Tech Explained: Here’s a simplified explanation of the latest technology update around Tech Explained: It was never the keyboard in Simple Termsand what it means for users..

A growing consensus holds that gaps in digital literacy are the key barrier to AI adoption and will prevent developing countries from reaping the benefits of the AI revolution. Policy reports emphasize investments in digital training as crucial for meaningful engagement with large language models (LLMs). This argument makes sense: If people cannot operate the tools, the tools are useless. But this argument is flawed.

When GPT-4 came out in March 2023, the way you phrased a request mattered. Careful prompting would bring noticeably better results. That advantage is eroding fast. Today’s models infer what you mean and ask when they’re unsure. The AI interface is converging on natural language, which is to say, on no interface at all. If this trajectory continues, the value of knowing “how to talk to the computer” will approach zero.

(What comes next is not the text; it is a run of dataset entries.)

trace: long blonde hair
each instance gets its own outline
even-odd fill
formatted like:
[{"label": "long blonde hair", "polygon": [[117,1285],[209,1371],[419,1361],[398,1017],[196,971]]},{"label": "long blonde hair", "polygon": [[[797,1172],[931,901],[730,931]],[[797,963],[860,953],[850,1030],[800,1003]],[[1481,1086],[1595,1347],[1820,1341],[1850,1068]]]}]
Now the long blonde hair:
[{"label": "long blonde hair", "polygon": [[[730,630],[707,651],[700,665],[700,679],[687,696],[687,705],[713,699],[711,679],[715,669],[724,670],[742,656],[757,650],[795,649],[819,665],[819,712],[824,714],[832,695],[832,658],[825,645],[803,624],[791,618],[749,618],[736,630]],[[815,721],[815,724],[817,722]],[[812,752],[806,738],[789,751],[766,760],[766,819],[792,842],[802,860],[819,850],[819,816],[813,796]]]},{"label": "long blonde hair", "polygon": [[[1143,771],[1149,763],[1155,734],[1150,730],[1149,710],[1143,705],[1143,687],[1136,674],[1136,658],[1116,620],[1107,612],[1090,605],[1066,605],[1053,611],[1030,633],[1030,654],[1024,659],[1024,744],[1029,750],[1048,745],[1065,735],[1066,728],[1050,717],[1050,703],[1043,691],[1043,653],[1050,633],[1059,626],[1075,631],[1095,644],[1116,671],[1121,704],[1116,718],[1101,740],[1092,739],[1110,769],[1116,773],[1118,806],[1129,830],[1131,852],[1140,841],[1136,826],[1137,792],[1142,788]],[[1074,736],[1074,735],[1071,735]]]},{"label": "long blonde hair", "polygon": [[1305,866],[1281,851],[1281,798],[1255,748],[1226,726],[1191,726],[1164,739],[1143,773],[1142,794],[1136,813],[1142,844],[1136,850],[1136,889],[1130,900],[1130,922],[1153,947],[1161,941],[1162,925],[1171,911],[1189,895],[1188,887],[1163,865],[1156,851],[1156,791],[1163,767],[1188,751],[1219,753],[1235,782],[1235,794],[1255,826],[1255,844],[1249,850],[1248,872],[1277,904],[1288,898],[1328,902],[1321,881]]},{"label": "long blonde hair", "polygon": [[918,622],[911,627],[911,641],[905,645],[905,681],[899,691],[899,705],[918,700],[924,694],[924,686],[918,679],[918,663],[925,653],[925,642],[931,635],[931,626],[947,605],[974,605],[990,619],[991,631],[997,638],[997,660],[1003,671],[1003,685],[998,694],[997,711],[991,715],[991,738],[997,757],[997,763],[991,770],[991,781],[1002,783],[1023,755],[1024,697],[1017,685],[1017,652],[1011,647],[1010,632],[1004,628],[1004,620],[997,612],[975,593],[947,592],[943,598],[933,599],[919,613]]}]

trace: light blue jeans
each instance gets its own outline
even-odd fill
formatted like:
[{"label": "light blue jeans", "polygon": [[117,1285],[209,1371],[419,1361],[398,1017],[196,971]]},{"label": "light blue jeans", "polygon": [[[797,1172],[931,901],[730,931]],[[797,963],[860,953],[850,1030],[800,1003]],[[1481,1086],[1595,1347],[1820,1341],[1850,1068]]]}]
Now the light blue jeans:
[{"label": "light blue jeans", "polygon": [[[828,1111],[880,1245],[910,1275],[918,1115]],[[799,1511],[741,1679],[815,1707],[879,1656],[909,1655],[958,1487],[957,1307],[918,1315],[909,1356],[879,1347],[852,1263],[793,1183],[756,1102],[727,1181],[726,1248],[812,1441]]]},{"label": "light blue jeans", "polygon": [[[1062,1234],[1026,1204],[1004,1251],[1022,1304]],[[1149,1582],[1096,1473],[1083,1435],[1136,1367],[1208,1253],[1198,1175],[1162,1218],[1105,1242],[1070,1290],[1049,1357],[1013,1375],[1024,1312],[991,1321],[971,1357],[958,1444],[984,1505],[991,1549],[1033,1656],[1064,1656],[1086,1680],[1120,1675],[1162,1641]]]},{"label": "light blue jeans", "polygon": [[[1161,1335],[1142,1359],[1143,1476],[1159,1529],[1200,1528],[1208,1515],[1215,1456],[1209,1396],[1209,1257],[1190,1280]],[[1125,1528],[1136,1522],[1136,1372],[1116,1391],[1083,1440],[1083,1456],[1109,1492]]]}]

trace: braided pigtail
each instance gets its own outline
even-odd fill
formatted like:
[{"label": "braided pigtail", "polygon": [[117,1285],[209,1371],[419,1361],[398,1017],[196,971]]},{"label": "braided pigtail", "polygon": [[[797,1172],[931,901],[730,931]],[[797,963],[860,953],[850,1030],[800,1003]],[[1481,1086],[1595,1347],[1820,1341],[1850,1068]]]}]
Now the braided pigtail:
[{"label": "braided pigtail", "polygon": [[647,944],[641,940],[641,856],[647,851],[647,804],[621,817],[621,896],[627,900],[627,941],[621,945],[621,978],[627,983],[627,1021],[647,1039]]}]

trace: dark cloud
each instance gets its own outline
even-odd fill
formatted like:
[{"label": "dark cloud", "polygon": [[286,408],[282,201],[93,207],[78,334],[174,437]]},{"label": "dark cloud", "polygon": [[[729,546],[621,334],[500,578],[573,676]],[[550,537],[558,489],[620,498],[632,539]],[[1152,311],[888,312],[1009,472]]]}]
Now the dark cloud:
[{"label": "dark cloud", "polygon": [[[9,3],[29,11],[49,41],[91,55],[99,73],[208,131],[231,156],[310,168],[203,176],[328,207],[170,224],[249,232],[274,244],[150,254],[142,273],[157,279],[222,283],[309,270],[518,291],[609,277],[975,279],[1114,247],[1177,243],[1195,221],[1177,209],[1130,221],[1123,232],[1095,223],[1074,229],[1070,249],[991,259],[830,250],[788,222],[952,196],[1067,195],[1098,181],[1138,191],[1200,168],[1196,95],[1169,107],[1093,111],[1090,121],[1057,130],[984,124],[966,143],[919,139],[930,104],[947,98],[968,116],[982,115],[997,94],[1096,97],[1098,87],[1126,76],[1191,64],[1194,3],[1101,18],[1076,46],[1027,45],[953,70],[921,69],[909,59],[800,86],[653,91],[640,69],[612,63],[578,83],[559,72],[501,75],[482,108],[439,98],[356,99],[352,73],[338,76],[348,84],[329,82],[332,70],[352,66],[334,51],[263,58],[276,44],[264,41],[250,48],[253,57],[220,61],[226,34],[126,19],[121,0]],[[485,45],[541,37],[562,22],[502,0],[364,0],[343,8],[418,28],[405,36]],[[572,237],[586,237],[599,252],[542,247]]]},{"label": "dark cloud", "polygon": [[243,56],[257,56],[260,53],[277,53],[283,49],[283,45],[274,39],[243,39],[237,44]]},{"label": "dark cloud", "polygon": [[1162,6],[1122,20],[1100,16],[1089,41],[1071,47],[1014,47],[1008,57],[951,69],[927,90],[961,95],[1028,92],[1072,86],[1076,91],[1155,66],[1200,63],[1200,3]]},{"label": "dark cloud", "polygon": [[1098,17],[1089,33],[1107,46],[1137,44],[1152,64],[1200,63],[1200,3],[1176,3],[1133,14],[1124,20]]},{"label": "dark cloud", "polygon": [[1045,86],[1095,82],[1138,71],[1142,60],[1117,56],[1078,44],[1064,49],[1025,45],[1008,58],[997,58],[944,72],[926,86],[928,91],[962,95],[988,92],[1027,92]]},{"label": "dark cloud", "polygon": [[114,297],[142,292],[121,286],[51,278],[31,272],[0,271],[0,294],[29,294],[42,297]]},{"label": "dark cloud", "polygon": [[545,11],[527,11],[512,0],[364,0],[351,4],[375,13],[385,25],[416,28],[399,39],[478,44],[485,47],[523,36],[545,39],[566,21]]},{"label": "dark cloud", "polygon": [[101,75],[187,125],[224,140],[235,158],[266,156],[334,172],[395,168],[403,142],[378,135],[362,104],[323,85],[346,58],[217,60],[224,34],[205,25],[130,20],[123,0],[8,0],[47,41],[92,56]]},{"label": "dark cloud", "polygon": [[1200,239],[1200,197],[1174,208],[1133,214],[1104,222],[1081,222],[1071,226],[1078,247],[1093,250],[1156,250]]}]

Forget, for a moment, that an AI is a machine and think of it instead as a very knowledgeable colleague. What determines whether a conversation with such a colleague is productive? The answer has little to do with how you phrase your sentences and everything to do with what you already know. Suppose you are asked to write a research paper on astropaleontology—a field entirely outside your expertise. You sit down with your knowledgeable colleague, and your opening question is: “Are there dinosaurs on Jupiter?” The colleague answers: “No, there are not.” You have received an answer to a dead-end question, and now you are stuck. You don’t know enough about the field to formulate the next question or identify the interesting problems. The conversation stalls not because the colleague is unhelpful, but because you have nothing with which to steer it.

Now imagine a planetary scientist sitting with the same colleague. That researcher would ask how well the Webb Telescope can detect atmospheric methane on exoplanets, or whether isotopic signatures in carbonaceous chondrites point to biological origins. Each answer would open the next question. The conversation would deepen and branch productively because the questioner carries a mental map of the field—its structure, its blind spots, and what is still unresolved. The colleague is the same in both cases. The difference is entirely in what the questioner brings to the discussion.

Of course, most professional work falls between these two extremes. But the gradient runs in one direction: The more you know about the field, the more useful the conversation becomes. Digital skills do not shift this gradient.

The natural objection is that the evidence points the other way. Studies on the use of AI in structured tasks such as customer service, professional writing, and consulting find that less-skilled workers benefit most from access to AI. These studies, however, measure who benefits today, not where the next training dollar should go. And the answer to the latter question looks very different. The structured tasks where AI helps low-skilled workers are the tasks likely to be fully automated. As AI saturates the economy, the payoff to domain expertise will compound. Every hour spent on digital training carries an opportunity cost: It displaces the knowledge that actually matters. LLMs democratize text production. They do not democratize judgment.

What happens when the tasks require judgment? Otis et al. (2024) conducted randomized trials giving access to an AI-powered business mentor for Kenyan entrepreneurs. High-performing business owners saw a 15% revenue boost, compared with an 8% decline among low-performers. The difference was in how they used the mentor. High performers asked about tasks they already understood; they had a map and used AI to navigate it. Struggling entrepreneurs didn’t know enough to ask anything specific.

The policy implications are clear. Investment in prompt engineering and digital skills in general is a rapidly depreciating asset, useful only until the next version of AI ships (in a few months). Domain expertise is appreciating, because it is the input that AI cannot supply: The ability to direct and evaluate its output. But domain knowledge accumulates through years of practice. The policy challenge is how to build conditions that foster it: stable career paths, mentorship, and early investments in foundational capacities.

The bottleneck has never been, and will never be, the keyboard. It has always been the knowledge behind it.